If current page fund name starts with "The last fund name of previous PDF page" and with more contents below, then remove "The last fund name of previous PDF page".
Share class names with currency
Reason
The currency in document not next to share name
Solution
If can't get relevant text from PDF page contents, and the last word of share class name belongs to currency, remove currency from share class name, then try again.
After implementing this solution, recall is from 95% to 96%
Can't find relevant text from current PDF page text
Reason
Hence apply try to merge previous page text into current page, perhaps the text is from previous page text.
Solution
Try to get previous page and search relevant value.
After implementing this solution, recall is from 96% to 98%.

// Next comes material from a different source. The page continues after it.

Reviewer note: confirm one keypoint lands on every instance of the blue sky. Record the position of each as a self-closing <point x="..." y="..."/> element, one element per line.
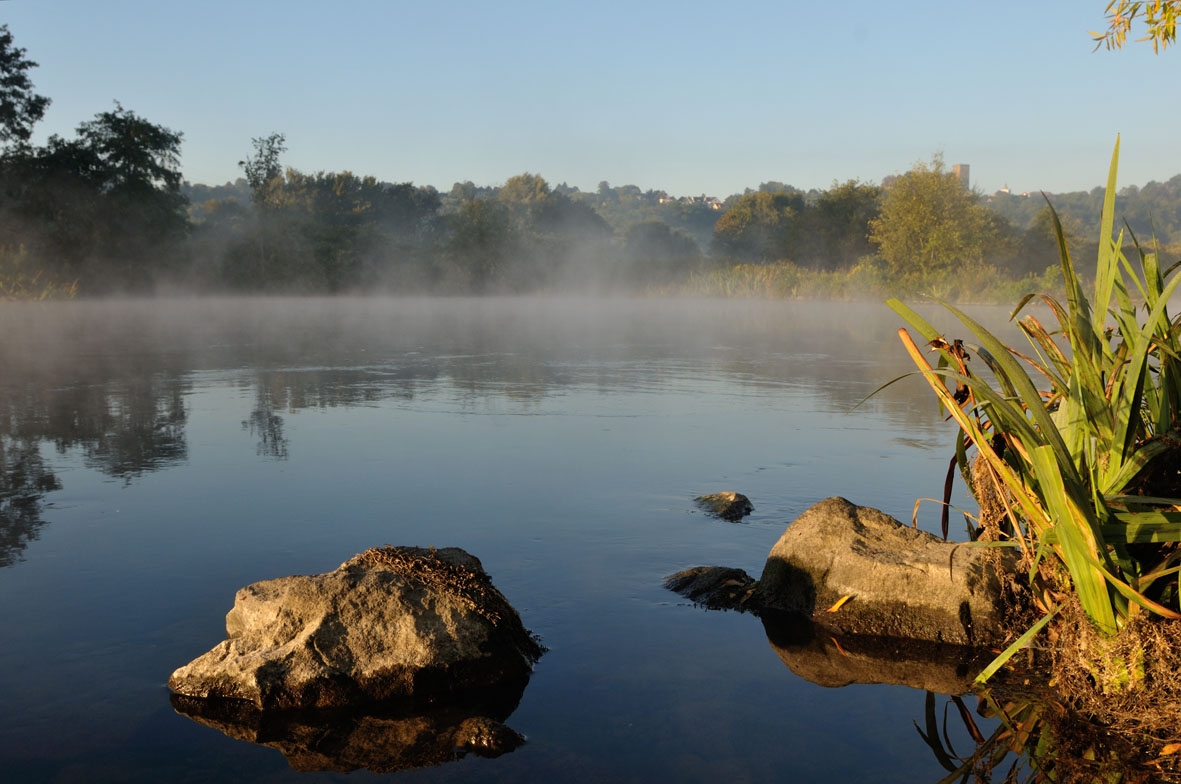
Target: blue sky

1. Get proper currency if exist multiple currencies in share name, e.g. CHF EUR
2. Default currency should be based on scenario: USD or EUR.
3. Remove special chars should be based on \W, instead of [^a-zA-Z0-9\s]
Examples document 532422720
M&G European Credit Investment Fund A CHFH Acc -> M&G European Credit Investment Fund A CHF H Accumulation
M&G European Credit Investment Fund A CHFHInc -> M&G European Credit Investment Fund A CHF H Income
M&G European High Yield Credit Investment Fund E GBPHedgedAcc -> M&G European High Yield Credit Investment Fund E GBP Hedged Accumulation
Consider some share class names are with multiple short name, e.g.
CPR Invest Global Disruptive Opportunities Class I sw EUR - Acc
The short names are I and sw
The purpose is to support get all of short names from share class name.
For multiple currencies in fund/ share name, if exist USD, remove it
Fix the issue for split words without space
If there is no currency in share class name, try to get same currency from document mapping which with same fund name and same short share class name.